Agriculture, which engages about 22% of the labor force, is still the mainstay of the Tunisian economy, although minerals (especially crude oil and phosphates) and tourism are the leading sources of foreign exchange. Industrial development has increased rapidly since the 1960s. Tunisians live a middle class life-style with almost 80% of household owning their own home. The GDP grew by 4.7% annually during 1961–70, by 7.3% during 1970–81, by only 2.9% during 1982–87, and by 4.6% during 1988–98. It stood at 4.8% in 2001. An association agreement with the European Union signed in 1998 was forecast to have negative short-term effects to the economy (due to the required drop of trade barriers), but positive long-term effects.

After a period of socialist economic policies Tunisia began a structural reform program with the IMF designed to encourage a market-based economy. Privatization of state-owned enterprises began in 1987 with 67 of the government's 189 companies privatized through 1995. The privatization program, however, focused on smaller companies so as not to disrupt employment. Privatization of the energy, construction materials, and transport sectors, all of which contain unprofitable and overstaffed entities, has yet to occur. The reforms also decontrolled domestic prices and liberalized foreign trade. The private sector accounted for about 60% of output in 1999.

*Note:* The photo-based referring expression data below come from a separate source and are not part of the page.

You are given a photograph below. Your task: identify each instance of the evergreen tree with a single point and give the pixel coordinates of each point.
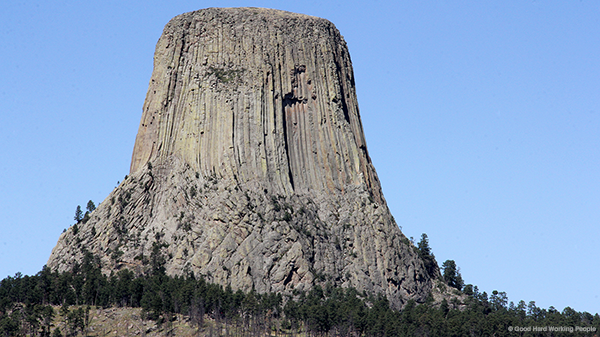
(452, 274)
(90, 206)
(426, 254)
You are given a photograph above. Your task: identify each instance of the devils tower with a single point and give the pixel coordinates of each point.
(250, 166)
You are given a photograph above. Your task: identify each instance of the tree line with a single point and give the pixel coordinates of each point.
(26, 307)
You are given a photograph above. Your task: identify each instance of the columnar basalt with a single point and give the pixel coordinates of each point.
(250, 166)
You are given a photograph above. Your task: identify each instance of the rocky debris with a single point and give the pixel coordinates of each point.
(250, 166)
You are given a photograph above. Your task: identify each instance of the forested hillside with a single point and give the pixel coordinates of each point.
(31, 305)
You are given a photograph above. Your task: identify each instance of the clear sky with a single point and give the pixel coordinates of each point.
(482, 119)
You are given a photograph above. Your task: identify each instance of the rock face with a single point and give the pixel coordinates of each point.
(250, 166)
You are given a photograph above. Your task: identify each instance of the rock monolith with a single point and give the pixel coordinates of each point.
(250, 166)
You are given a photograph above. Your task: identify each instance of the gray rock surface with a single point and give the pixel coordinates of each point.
(250, 166)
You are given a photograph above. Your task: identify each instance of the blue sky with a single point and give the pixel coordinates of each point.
(482, 120)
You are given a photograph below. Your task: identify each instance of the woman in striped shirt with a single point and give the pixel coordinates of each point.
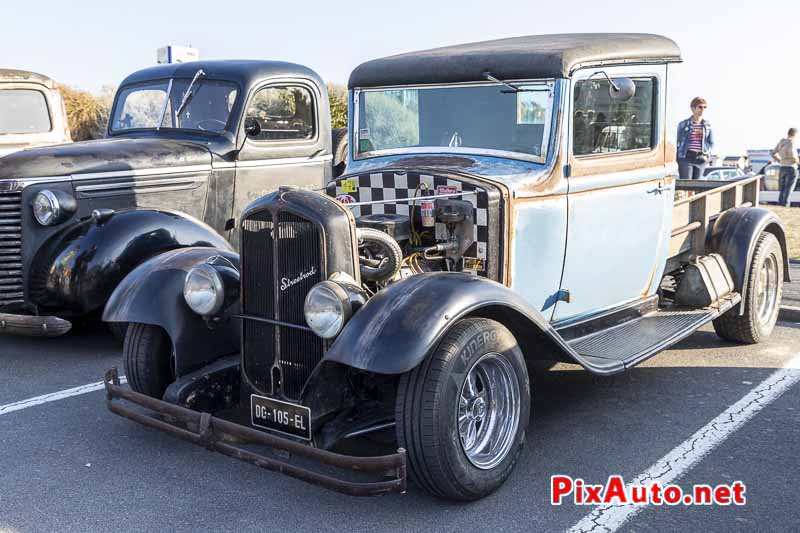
(695, 141)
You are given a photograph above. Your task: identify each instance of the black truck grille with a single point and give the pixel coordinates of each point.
(11, 291)
(280, 263)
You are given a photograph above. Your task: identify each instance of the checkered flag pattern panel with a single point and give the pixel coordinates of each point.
(379, 186)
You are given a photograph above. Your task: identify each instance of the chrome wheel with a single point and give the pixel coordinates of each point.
(767, 289)
(488, 411)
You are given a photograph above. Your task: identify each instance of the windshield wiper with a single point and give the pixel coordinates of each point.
(188, 94)
(513, 88)
(164, 107)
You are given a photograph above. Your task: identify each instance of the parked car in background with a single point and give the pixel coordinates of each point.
(772, 177)
(32, 111)
(187, 147)
(770, 185)
(759, 159)
(407, 301)
(723, 174)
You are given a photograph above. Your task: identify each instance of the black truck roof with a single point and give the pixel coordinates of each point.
(530, 57)
(244, 71)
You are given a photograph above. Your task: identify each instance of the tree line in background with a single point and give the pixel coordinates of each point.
(87, 113)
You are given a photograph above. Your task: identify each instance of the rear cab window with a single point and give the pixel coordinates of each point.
(603, 125)
(24, 111)
(282, 113)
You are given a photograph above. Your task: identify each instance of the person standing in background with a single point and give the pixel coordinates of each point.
(695, 141)
(785, 153)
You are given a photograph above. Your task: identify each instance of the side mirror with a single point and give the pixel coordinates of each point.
(252, 128)
(621, 89)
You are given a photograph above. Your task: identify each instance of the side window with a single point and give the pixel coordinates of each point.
(282, 113)
(602, 124)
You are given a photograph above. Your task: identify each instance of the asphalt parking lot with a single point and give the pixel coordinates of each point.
(70, 465)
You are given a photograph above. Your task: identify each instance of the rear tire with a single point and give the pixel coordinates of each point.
(147, 354)
(763, 296)
(118, 330)
(339, 143)
(462, 413)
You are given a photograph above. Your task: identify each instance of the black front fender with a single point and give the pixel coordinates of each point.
(398, 327)
(153, 294)
(79, 267)
(734, 236)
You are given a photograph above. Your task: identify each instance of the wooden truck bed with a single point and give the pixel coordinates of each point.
(698, 203)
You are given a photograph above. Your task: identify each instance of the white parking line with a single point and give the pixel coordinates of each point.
(609, 518)
(53, 397)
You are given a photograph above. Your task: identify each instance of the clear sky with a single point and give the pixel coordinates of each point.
(741, 56)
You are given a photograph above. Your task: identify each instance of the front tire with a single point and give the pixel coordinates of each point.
(147, 354)
(462, 414)
(763, 296)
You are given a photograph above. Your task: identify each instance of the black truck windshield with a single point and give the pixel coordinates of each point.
(23, 111)
(155, 105)
(486, 118)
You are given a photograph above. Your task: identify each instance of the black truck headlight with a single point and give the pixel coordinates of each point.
(203, 290)
(327, 309)
(52, 207)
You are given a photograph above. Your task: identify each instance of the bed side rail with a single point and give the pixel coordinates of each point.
(697, 202)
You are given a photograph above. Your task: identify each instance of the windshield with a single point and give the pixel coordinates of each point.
(23, 111)
(143, 106)
(492, 119)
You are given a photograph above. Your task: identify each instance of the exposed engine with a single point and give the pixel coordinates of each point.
(432, 238)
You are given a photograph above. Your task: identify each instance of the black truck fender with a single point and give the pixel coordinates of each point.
(79, 267)
(396, 329)
(734, 236)
(153, 294)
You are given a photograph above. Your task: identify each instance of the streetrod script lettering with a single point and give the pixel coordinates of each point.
(288, 282)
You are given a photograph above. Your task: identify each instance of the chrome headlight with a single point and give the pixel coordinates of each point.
(203, 290)
(53, 207)
(327, 309)
(46, 208)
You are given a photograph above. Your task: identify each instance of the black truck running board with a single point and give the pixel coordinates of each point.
(628, 344)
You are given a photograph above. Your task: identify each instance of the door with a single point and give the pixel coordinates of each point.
(287, 142)
(620, 197)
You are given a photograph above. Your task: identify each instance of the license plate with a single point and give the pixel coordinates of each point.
(284, 417)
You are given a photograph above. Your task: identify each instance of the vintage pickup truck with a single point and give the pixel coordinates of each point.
(510, 204)
(188, 146)
(32, 111)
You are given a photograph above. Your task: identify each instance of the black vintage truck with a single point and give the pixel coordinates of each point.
(187, 147)
(508, 205)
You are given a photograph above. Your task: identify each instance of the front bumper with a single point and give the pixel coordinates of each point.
(226, 437)
(33, 326)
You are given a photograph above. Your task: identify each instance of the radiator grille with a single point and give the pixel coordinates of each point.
(11, 291)
(281, 261)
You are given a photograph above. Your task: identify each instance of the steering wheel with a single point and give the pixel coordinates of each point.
(210, 121)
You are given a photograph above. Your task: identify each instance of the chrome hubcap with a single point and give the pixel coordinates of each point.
(767, 289)
(488, 411)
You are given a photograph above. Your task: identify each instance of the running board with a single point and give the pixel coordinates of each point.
(628, 344)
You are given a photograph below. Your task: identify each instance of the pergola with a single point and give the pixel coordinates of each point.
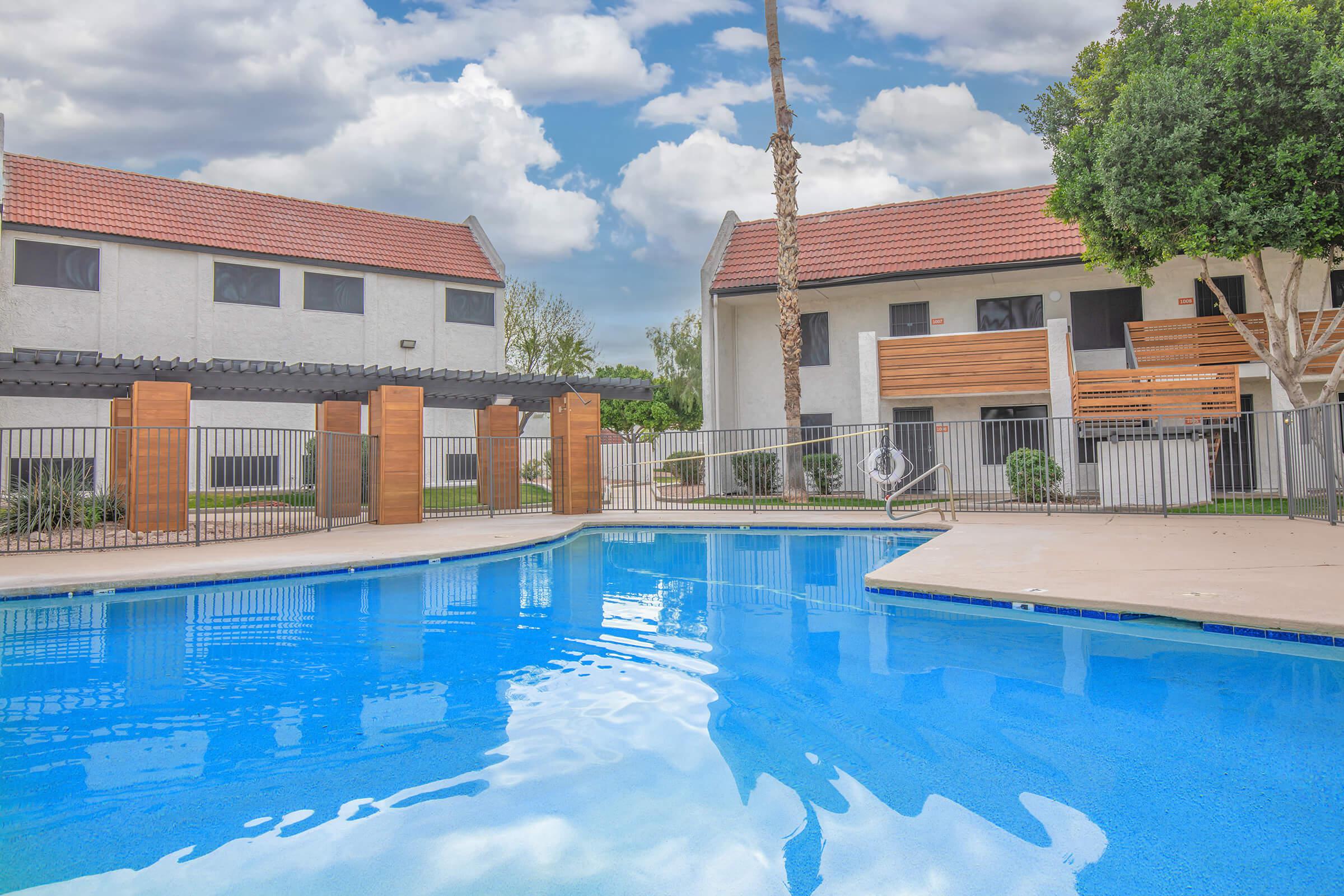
(71, 374)
(152, 395)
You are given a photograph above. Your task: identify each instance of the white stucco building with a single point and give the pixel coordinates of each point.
(969, 308)
(125, 264)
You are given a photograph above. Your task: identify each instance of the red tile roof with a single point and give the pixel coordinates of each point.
(101, 200)
(926, 235)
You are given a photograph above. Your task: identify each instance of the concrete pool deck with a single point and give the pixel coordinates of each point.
(1264, 573)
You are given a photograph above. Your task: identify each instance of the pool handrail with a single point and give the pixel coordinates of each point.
(951, 500)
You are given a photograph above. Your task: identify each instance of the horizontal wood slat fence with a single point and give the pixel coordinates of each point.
(964, 363)
(1211, 340)
(1158, 393)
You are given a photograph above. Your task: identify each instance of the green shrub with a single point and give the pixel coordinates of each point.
(757, 472)
(686, 466)
(824, 470)
(57, 501)
(1033, 476)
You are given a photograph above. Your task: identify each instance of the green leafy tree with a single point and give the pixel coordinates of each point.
(636, 421)
(1213, 130)
(678, 354)
(543, 334)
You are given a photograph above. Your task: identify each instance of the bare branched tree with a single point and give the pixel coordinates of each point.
(787, 225)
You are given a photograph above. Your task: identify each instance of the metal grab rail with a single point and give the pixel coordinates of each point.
(952, 503)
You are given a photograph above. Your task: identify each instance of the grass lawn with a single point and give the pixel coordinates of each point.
(437, 499)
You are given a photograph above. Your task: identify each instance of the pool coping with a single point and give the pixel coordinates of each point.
(139, 585)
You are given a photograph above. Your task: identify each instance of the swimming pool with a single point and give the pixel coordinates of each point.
(652, 711)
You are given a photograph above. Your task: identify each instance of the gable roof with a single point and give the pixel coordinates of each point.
(101, 200)
(1002, 227)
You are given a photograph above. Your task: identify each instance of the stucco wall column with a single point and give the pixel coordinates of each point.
(1063, 432)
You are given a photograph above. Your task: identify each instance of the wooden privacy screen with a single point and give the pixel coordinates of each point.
(576, 477)
(397, 418)
(338, 476)
(498, 457)
(1213, 340)
(156, 470)
(119, 445)
(1194, 393)
(964, 363)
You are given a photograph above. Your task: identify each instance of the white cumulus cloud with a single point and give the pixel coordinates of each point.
(436, 150)
(738, 39)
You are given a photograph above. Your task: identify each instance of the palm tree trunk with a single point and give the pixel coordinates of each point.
(787, 226)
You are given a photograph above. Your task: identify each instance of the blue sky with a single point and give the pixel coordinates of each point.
(599, 143)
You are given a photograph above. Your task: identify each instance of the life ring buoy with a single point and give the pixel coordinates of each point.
(888, 465)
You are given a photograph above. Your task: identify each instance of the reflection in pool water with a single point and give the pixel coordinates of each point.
(650, 712)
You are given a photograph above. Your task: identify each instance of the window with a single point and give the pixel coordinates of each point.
(55, 265)
(334, 293)
(30, 469)
(460, 466)
(1234, 288)
(1015, 312)
(245, 470)
(816, 426)
(816, 339)
(911, 319)
(469, 307)
(1007, 429)
(1100, 316)
(246, 285)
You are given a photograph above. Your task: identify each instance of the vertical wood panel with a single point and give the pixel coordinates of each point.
(344, 454)
(498, 457)
(156, 491)
(401, 453)
(577, 487)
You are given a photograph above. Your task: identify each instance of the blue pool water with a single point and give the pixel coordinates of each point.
(652, 712)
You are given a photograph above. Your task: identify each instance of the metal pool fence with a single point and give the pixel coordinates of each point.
(102, 487)
(1252, 464)
(483, 476)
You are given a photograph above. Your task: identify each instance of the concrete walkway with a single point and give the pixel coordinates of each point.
(1267, 573)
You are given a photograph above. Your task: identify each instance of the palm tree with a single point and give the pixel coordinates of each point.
(570, 355)
(787, 226)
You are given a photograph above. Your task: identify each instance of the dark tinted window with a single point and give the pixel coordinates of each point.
(1234, 288)
(55, 265)
(334, 293)
(911, 319)
(1015, 312)
(1100, 316)
(469, 307)
(816, 339)
(460, 466)
(816, 426)
(29, 469)
(246, 285)
(1007, 429)
(244, 470)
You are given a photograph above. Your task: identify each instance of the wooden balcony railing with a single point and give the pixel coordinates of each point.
(964, 363)
(1195, 393)
(1208, 340)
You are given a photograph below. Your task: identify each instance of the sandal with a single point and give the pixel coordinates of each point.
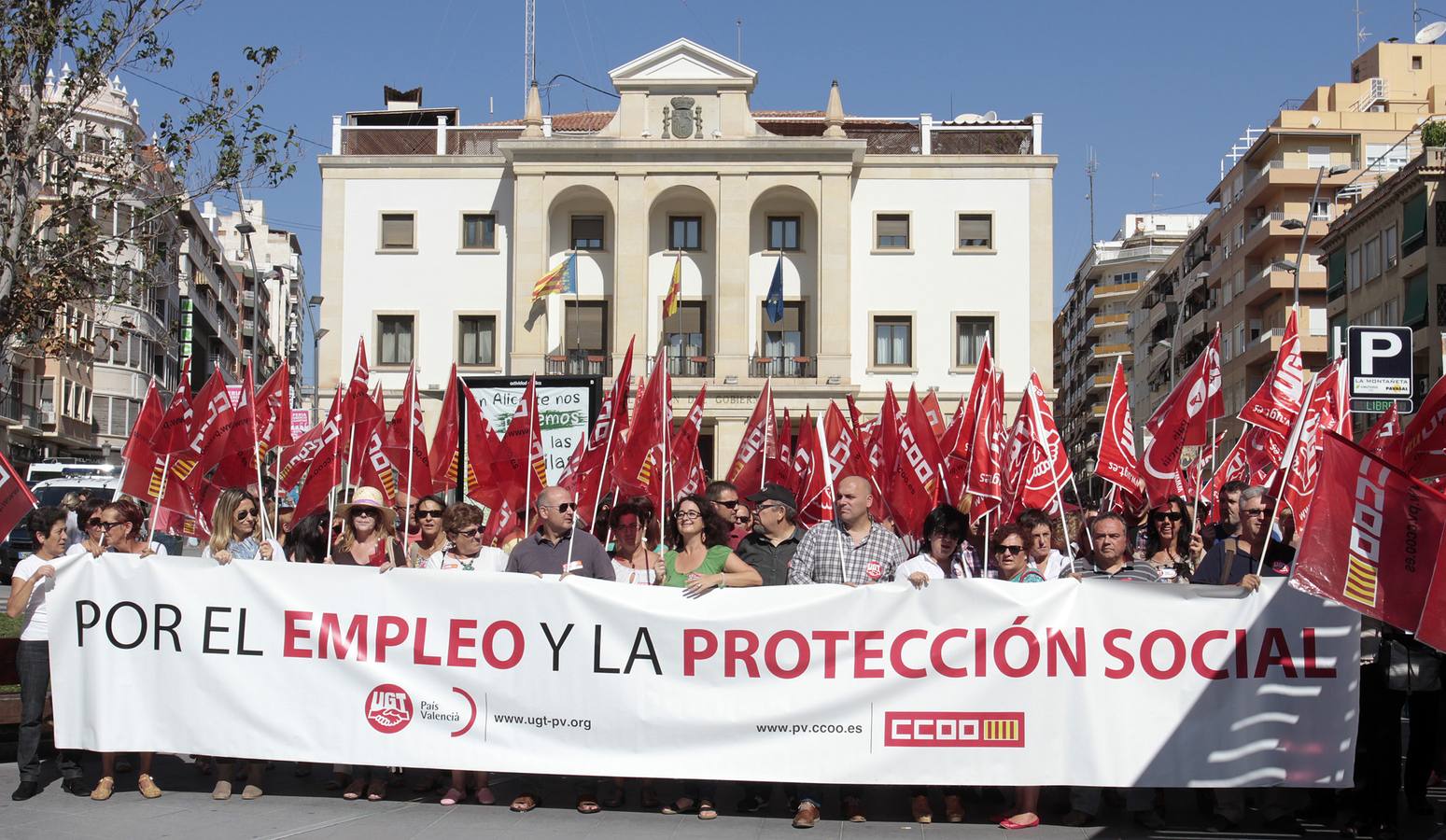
(376, 791)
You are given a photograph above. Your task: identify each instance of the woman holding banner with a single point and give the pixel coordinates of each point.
(120, 525)
(233, 531)
(697, 561)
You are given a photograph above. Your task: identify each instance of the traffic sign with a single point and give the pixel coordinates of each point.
(1380, 362)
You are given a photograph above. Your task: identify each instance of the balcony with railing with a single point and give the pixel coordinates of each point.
(781, 366)
(580, 363)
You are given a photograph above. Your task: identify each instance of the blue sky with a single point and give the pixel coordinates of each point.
(1151, 87)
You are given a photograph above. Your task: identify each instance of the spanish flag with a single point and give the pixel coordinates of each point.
(669, 302)
(560, 279)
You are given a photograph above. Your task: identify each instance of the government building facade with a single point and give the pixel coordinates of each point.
(903, 242)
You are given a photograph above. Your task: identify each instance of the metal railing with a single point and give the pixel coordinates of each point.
(781, 366)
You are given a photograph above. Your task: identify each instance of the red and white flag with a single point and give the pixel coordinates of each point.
(1183, 420)
(1277, 400)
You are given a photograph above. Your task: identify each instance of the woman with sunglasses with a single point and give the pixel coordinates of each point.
(1170, 545)
(121, 524)
(632, 560)
(1013, 561)
(233, 531)
(698, 558)
(431, 539)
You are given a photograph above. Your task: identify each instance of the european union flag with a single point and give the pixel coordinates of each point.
(774, 302)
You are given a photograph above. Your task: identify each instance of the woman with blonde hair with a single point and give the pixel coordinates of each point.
(234, 531)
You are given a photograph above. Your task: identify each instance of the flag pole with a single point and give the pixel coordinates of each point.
(1290, 458)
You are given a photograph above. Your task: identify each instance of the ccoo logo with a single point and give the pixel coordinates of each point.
(387, 708)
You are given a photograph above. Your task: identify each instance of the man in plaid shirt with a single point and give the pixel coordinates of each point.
(853, 550)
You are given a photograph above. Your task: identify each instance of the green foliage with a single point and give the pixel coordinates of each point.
(71, 152)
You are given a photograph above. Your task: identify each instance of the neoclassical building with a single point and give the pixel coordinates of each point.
(901, 242)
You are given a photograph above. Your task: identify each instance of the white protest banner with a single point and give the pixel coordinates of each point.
(972, 681)
(563, 415)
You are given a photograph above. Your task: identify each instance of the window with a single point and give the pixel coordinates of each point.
(782, 233)
(584, 327)
(684, 233)
(394, 336)
(975, 231)
(1371, 259)
(398, 231)
(477, 340)
(587, 233)
(891, 231)
(479, 231)
(971, 333)
(892, 340)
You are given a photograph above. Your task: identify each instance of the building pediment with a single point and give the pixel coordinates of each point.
(682, 65)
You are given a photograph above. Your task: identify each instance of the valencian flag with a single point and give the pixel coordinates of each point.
(669, 302)
(1183, 420)
(774, 302)
(561, 279)
(589, 469)
(1374, 541)
(1277, 400)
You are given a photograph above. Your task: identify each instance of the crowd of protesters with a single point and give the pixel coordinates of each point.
(721, 539)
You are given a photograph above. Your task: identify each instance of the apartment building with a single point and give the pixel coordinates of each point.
(1343, 134)
(1385, 260)
(1101, 320)
(901, 242)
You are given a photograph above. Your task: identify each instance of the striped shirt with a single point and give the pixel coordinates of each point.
(827, 554)
(1135, 571)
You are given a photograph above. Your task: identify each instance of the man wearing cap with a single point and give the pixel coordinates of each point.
(555, 545)
(772, 548)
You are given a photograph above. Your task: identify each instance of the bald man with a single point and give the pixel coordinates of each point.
(555, 545)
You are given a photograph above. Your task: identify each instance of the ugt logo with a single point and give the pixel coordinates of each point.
(387, 708)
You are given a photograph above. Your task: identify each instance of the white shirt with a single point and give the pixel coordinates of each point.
(35, 623)
(489, 558)
(927, 566)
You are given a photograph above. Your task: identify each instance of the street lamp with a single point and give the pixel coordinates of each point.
(1303, 226)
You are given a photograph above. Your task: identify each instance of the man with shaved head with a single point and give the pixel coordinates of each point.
(555, 545)
(852, 550)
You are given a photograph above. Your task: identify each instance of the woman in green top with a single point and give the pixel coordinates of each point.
(698, 560)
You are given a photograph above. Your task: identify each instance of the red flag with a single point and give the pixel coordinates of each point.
(1182, 421)
(987, 452)
(589, 470)
(1374, 541)
(1277, 400)
(324, 469)
(1116, 461)
(274, 411)
(639, 469)
(1385, 439)
(914, 482)
(747, 471)
(689, 474)
(1425, 444)
(934, 413)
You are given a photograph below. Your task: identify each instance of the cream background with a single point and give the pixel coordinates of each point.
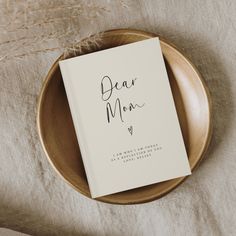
(33, 199)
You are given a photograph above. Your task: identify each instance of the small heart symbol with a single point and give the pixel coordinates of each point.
(130, 129)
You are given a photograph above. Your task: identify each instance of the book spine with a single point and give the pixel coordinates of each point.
(78, 128)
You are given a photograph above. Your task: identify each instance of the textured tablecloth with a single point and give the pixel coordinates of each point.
(33, 199)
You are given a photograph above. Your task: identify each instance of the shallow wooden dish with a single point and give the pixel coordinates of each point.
(58, 137)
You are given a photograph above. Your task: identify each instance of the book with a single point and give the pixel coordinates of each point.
(125, 117)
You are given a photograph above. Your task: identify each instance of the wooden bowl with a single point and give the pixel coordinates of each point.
(57, 132)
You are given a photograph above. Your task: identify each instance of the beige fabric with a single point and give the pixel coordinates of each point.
(33, 199)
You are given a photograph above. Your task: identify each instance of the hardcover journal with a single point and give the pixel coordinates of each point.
(124, 117)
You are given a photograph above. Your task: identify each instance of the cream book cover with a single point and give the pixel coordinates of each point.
(125, 118)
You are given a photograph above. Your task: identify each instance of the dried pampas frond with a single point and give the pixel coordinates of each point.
(87, 45)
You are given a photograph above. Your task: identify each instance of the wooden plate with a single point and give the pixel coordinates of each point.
(58, 137)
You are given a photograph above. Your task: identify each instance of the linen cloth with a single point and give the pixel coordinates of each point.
(33, 198)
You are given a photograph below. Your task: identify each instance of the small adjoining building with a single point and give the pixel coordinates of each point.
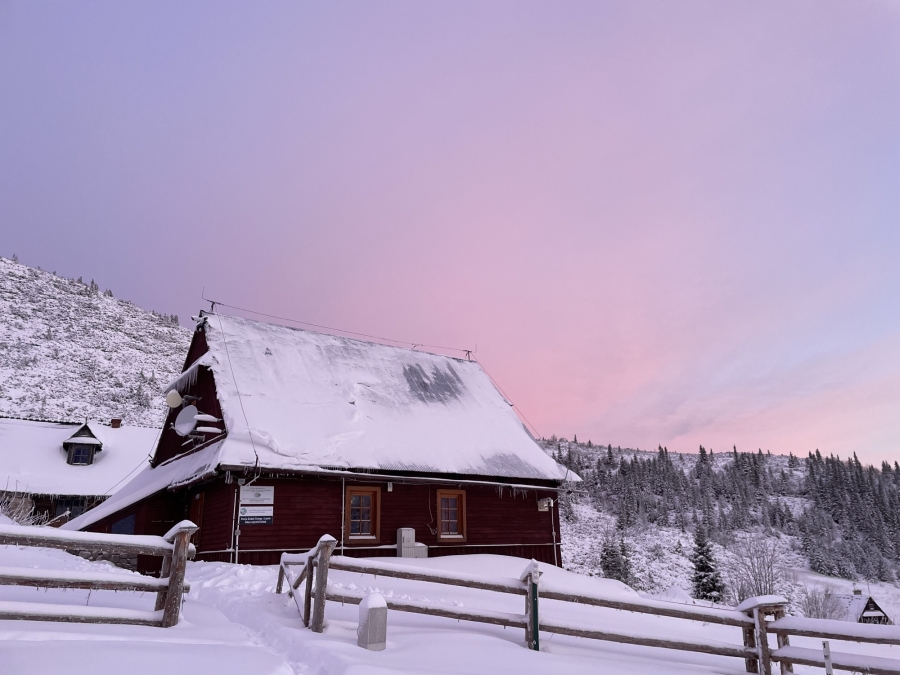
(862, 608)
(48, 469)
(281, 435)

Tourism, increasing as a growth sector, experienced a decline in 2001 following the 11 September 2001 terrorist attacks on the US: in 2002, there were 13% fewer tourists arriving in Tunisia in the first half of 2002 than during the same period in 2001. However, the government doubled its expenditures on tourism promotion in 2002. A drought in 2001–02 caused a decrease in cereal production, as well as in the production of olive oil.

Despite the beneficial effects that privatizing state-owned enterprises and introducing market reforms can have on the economy (including increasing foreign investment), there are drawbacks. Unemployment remained high in 2003, and the government acknowledged that jobs were being lost through privatization. In 2002, the banking and insurance sectors began to be privatized. Foreign trade, in terms both of imports and exports, increased markedly in 2001–02. The increases in exports during those years were due to the textile and clothing sector, leather and footwear sector, mechanical and electrical industries, and the agro-food, phosphates, and energy sectors.